Why You Should Act Now
Timing matters. Custodians and charities alike often face year-end backlogs. To ensure your QCD is processed and received by December 31, initiate the transfer as early as possible — ideally by late November. A QCD only counts in the year the charity receives the funds, not when you initiate the request.
Beyond timing, executing QCDs early can give you:
- Predictable tax outcomes before year-end planning deadlines.
- Reduced Adjusted Gross Income (AGI), improving other tax attributes such as medical and SALT deduction thresholds.
- Smoother RMD compliance, avoiding last-minute distributions that could push you into a higher tax bracket.

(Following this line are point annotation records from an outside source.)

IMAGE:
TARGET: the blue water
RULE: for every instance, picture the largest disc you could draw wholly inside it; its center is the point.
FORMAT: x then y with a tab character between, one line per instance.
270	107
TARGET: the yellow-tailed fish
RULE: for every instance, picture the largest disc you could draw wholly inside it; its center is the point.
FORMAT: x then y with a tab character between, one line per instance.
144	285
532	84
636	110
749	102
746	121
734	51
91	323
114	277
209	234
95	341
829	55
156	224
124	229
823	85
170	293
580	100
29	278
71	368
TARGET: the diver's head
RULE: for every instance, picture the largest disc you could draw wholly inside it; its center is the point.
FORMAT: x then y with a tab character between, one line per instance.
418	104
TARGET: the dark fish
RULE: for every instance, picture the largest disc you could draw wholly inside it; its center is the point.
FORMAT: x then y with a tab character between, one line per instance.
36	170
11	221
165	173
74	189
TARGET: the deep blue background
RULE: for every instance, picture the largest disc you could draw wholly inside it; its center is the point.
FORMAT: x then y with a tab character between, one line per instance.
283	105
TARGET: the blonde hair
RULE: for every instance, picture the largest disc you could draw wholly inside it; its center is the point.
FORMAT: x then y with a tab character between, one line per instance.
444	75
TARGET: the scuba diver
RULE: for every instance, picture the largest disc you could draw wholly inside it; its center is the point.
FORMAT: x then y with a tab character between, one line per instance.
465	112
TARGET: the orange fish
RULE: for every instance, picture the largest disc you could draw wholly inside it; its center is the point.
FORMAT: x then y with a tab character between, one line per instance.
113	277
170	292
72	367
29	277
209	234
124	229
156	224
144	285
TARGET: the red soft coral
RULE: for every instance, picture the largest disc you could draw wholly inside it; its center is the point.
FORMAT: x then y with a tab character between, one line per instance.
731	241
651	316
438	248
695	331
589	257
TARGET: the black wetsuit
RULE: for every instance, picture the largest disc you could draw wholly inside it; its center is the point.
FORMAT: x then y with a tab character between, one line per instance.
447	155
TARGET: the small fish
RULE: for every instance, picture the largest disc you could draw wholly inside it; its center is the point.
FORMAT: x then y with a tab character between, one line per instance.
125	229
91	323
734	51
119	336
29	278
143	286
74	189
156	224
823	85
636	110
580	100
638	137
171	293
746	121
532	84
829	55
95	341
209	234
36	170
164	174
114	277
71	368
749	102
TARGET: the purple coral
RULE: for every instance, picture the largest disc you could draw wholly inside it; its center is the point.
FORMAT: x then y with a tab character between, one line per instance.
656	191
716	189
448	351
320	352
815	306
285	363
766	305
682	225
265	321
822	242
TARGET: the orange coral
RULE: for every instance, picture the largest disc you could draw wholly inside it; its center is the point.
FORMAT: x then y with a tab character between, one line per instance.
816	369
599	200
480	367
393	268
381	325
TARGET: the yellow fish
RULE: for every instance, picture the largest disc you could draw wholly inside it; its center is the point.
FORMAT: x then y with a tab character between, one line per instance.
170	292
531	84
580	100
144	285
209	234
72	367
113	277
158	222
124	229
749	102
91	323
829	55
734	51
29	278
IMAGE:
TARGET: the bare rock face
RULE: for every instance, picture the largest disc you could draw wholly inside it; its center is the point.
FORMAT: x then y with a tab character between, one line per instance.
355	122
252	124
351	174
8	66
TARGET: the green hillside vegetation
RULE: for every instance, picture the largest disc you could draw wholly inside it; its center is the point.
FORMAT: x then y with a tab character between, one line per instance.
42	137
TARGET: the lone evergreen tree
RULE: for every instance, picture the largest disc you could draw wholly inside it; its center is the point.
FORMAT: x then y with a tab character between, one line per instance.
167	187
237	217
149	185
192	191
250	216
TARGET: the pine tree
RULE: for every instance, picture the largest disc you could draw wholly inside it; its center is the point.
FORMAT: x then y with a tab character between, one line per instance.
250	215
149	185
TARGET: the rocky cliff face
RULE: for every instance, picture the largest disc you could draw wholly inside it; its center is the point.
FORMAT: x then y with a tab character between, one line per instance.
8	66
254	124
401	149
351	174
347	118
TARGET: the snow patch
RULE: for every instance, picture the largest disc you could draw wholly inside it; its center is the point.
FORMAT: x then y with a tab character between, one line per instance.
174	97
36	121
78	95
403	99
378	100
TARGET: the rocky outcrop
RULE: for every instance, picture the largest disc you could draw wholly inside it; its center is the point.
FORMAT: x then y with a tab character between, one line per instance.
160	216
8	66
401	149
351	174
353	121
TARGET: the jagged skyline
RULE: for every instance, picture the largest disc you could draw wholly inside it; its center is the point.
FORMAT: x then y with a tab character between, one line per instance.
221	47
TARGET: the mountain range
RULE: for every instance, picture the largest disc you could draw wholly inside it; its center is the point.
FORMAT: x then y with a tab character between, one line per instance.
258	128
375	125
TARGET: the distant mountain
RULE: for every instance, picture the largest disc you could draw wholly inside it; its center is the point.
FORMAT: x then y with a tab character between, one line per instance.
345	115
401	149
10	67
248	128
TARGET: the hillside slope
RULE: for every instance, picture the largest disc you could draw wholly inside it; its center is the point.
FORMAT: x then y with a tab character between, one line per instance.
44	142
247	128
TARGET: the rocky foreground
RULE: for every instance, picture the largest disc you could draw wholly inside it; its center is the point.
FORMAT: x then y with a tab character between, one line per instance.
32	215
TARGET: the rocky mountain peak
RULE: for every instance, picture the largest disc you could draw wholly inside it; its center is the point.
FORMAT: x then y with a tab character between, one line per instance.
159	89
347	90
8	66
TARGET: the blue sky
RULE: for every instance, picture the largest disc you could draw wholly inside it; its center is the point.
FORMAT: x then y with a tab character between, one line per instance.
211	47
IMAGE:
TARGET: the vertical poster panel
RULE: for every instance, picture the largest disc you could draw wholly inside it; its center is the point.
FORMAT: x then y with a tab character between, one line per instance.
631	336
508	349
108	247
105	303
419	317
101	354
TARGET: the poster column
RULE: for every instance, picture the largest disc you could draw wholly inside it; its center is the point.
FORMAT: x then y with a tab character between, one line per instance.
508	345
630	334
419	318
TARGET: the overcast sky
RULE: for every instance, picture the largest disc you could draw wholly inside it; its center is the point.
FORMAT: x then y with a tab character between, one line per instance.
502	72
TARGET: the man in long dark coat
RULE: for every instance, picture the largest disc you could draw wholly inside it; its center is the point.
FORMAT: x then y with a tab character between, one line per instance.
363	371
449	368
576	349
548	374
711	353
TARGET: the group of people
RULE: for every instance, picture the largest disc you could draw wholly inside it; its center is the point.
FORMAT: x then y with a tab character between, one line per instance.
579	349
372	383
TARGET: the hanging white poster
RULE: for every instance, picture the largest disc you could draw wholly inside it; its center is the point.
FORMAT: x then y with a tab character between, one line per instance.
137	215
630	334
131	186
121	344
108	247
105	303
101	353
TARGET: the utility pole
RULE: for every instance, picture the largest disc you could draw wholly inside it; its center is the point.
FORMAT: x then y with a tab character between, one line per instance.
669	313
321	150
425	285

- A QCD may provide a larger tax benefit than donating cash or assets to a charity and claiming a charitable deduction.2
When QCDs Might Not Be Right For You
QCDs are not for everyone. Depending on your age, how your wealth is structured, and whether you itemize your taxes, it could make more sense to transfer appreciated stock directly to a charitable organization, or donate assets to a donor-advised fund and make distributions in future years through the DAF. But if you are age 70 1/2 or older or have Required Minimum Distributions, then you should at least consider whether a QCD would reduce your federal taxes.
In Summary
For high-income taxpayers with substantial IRAs, QCDs deliver the rare combination of simplicity, generosity, and tax efficiency. If charitable giving is already part of your financial plan and you are age 70 1/2 or older, consider funding those gifts directly from your IRA. It’s a tax-smart way to support the organizations you value most.
- The RMD age for those born in 1960 or later is 75, rather than 73. ↩︎
- For example, the OBBBA, passed on July 4, 2025, limits the deductibility of charitable donations for itemizers to the amount that exceeds 0.5% of their AGI, beginning in 2026. Consequently, itemizers will not get a full deduction for their charitable gifts beginning in the 2026 tax year. Schwab.com provides a great use-case where a QCD would allow a taxpayer who has $160k in income to save over $4k in federal taxes, compared to a direct charitable donation of the same amount. https://www.schwab.com/learn/story/reducing-rmds-with-qcds ↩︎
Disclaimer: This article is for general informational purposes only and does not constitute legal, tax, or financial advice. Individual circumstances vary, and readers should consult their attorney or financial advisor before taking any action based on this information.